Putin-22, Heartless Covid-19 Successor, Proves More Deadly—Excerpts
 
 

1

Back in February 2022 we all saw these images of women and children crowding onto trains, their husbands or mates standing nearby, all at the emotional breaking point. Anxiety was palpable. What was going to happen? Would I ever see him or her again? Kids wore worried, confused expressions. She is holding back tears because, “I don’t want my kids to see me crying.” And those without kids were losing it, regaining control, then losing it again. You cannot watch this scene without losing control yourself. From happy to sad, from smiling good health to tragedy.


One self-aggrandizing Monster, however, could care less. He could probably watch a person choke to death and it would not move him to offer assistance. He is the Tin Man who does not want a heart.

But now, five months later, some of these women and their children were returning. I got on the train to Kyiv at Warsaw, Poland, and at Chelm we crossed the border into Ukraine.


2


She was a nice young woman and a little calmer than “mom.” I don’t know the story but I think that “mom” had suffered more stress while fleeing the “Monster.” Maybe she had more to lose and more to protect. Stress doesn’t always go away when the cause is gone; it can be “sticky.”


3

The calm mom with perfect posture, even while sitting, the pink chiffon “dancer,” explained that her little one was just two and had not seen his father for three months. She thought that might explain his fussiness, but I had not asked.

His older brother explained that his younger brother mostly slept during the day and lay awake at night. “He is a bit contrary?” I asked. “Very,” he said and smiled. We began to analyze little brother, a complex, quirky troublemaker, it seemed.


4

The Monster—let’s call him Putin-22, successor to Covid-19—had caused great inconvenience and considerable trauma, but some of it would pass in time. But for others the damage would be more lasting, even permanent. Stress doesn’t always pack up and go home when it is done being stressful. War or Disease, what’s your preference? What’s your form of apocalypse? Covid-19 any day for me; Putin-22 is a mental disease with ill intent; it enjoys your suffering. The more you suffer, the more its ego is boosted. If you die, all the better!


5


I got a cab at the station and went to my hotel, the Bontiak, near the centre of town close to Sophia Cathedral. I had my first look at Kyiv. It was gorgeous! Fine old buildings, beautiful architecture, lovely parks, and located above the Dnieper River. Loathing and lust dictators know. No wonder the Monster wanted to drink her blood!


6

Paulina told me she left at the beginning of the war but then came back. “You can’t think about attacks all the time,” she said. I was just getting used to the air-raid sirens, their low drone and sound of impending doom.


7


I stood on the corner on Volodymyvsk next to “Perfetto” restaurant waiting for my taxi to Bucha. Holding my phone in one hand and tracking the arrival of my taxi, I see my hand shaking. Had I miscalculated something in my character? Was I afraid? Not exactly; I think I was overwhelmed by what I was doing. I took a deep breath and regained some composure. But I had not calculated the personal effect of what I was doing. Bucha was a place of dark deeds. Bucha was where the Russians tied people's hands behind their backs and shot them in the back of the head, raped females fourteen years old and older, and tortured others by pulling out teeth and cutting off ears. Dark deeds, sordid dreams.

8


In Bucha, Viktor at the Viktoria Park Hotel—it had been looted during the occupation—told me he thought the market in downtown Bucha was “closed." He said that if I needed something there was a small market just down the road from the hotel. But when I went there I found it “limited.” The next day I walked to downtown Bucha. Novus, the market there, had been bombed; it was completely gutted inside. Moreover the signs out front had been riddled with holes from large-calibre machine guns, probably from tanks. I took photos. Back at the hotel I showed Viktor the photos of the market. “It’s definitely closed,” I said.
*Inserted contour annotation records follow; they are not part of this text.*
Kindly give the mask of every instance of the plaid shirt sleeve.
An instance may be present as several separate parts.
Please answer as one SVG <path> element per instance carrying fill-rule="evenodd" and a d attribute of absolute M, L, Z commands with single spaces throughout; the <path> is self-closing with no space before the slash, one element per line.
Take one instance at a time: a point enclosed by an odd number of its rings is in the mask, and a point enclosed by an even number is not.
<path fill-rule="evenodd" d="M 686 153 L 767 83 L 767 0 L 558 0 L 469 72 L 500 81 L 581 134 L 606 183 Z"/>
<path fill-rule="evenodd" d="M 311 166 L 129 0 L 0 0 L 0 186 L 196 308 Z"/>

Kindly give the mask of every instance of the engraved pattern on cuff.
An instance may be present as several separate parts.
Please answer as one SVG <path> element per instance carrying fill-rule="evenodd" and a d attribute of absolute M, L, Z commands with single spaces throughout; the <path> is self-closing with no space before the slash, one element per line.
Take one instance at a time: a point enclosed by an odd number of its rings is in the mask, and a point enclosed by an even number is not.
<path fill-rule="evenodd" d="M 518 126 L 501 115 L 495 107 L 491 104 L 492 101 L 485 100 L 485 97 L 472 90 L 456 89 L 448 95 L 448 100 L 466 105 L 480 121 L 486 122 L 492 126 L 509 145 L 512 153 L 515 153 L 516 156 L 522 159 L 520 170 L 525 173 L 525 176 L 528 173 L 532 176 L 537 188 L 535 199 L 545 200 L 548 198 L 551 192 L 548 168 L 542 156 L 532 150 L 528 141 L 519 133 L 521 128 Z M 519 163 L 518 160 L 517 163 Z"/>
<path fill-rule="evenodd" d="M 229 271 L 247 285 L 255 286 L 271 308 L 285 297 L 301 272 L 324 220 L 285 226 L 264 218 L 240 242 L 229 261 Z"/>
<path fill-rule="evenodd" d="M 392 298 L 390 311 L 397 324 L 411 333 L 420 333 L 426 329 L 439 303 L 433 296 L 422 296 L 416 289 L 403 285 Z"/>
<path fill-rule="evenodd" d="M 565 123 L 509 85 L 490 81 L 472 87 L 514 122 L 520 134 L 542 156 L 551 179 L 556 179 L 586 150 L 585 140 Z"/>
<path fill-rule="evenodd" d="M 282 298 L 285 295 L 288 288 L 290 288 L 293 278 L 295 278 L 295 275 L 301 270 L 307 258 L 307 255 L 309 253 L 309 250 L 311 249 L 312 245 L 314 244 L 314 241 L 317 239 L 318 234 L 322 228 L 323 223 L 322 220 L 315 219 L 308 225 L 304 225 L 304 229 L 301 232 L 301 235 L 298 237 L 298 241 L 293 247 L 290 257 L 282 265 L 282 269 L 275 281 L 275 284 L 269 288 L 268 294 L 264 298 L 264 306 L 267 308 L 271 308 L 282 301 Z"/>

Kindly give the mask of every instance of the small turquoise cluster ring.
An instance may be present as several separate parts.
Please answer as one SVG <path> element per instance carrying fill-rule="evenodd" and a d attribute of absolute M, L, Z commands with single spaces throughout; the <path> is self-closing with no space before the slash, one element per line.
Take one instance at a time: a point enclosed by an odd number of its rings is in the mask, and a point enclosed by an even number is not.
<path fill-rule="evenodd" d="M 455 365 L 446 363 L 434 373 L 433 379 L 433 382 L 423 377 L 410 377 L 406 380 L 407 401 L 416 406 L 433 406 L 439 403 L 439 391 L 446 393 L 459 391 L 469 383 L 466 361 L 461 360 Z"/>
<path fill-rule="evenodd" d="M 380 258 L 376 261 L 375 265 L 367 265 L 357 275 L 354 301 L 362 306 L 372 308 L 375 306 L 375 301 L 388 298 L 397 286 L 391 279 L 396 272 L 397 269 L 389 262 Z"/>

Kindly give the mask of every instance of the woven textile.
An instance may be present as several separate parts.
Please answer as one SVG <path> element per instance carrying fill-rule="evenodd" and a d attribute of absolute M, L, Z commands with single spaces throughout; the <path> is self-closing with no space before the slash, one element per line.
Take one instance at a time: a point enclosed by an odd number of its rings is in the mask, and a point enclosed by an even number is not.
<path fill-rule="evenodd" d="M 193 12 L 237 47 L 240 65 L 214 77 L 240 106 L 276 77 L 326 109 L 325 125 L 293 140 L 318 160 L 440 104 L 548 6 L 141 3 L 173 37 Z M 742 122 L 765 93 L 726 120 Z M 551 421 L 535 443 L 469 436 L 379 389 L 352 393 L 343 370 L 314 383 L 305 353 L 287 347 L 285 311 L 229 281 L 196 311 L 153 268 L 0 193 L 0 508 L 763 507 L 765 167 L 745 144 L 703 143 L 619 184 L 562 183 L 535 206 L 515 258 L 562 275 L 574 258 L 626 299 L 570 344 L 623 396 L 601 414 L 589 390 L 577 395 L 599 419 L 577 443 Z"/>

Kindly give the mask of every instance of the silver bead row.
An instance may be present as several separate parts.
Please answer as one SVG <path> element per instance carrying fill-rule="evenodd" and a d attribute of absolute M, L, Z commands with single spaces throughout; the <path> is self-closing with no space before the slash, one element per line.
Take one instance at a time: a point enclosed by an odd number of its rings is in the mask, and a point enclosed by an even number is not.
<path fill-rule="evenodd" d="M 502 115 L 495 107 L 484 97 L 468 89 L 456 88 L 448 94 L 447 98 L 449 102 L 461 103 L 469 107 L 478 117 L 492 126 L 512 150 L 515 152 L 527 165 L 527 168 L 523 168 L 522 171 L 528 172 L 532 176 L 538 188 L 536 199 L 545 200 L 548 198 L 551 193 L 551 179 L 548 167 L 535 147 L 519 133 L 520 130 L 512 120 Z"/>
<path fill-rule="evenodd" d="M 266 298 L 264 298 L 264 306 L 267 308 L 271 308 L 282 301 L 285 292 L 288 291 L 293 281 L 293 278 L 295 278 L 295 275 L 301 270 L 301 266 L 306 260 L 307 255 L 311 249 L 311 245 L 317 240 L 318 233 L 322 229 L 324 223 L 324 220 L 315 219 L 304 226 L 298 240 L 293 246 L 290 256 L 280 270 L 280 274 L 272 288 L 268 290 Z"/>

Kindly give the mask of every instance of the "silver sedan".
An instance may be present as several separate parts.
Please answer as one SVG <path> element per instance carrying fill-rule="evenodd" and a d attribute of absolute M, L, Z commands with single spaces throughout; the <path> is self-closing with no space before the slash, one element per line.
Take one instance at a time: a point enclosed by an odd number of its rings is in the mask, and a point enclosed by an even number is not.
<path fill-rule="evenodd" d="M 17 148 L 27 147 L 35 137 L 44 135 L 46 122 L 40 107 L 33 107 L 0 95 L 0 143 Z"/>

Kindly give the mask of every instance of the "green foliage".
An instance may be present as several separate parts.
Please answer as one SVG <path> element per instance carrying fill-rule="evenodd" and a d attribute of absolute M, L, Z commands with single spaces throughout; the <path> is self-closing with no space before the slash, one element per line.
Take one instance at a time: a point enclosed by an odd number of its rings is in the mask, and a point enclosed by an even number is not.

Viktor hesitated, stepped back, then said, “It hurts me to see that. I used to shop there.”

I realized my blunder. It was traumatic to see photos of something you once loved now destroyed.

“It hurts me too,” I said. “I shopped at Novus in Kyiv every day last week. It's a wonderful market.”

We now shared the grief and I was no longer a heartless bastard.

I didn’t show him the bullet holes in the signs. I spared him that insult.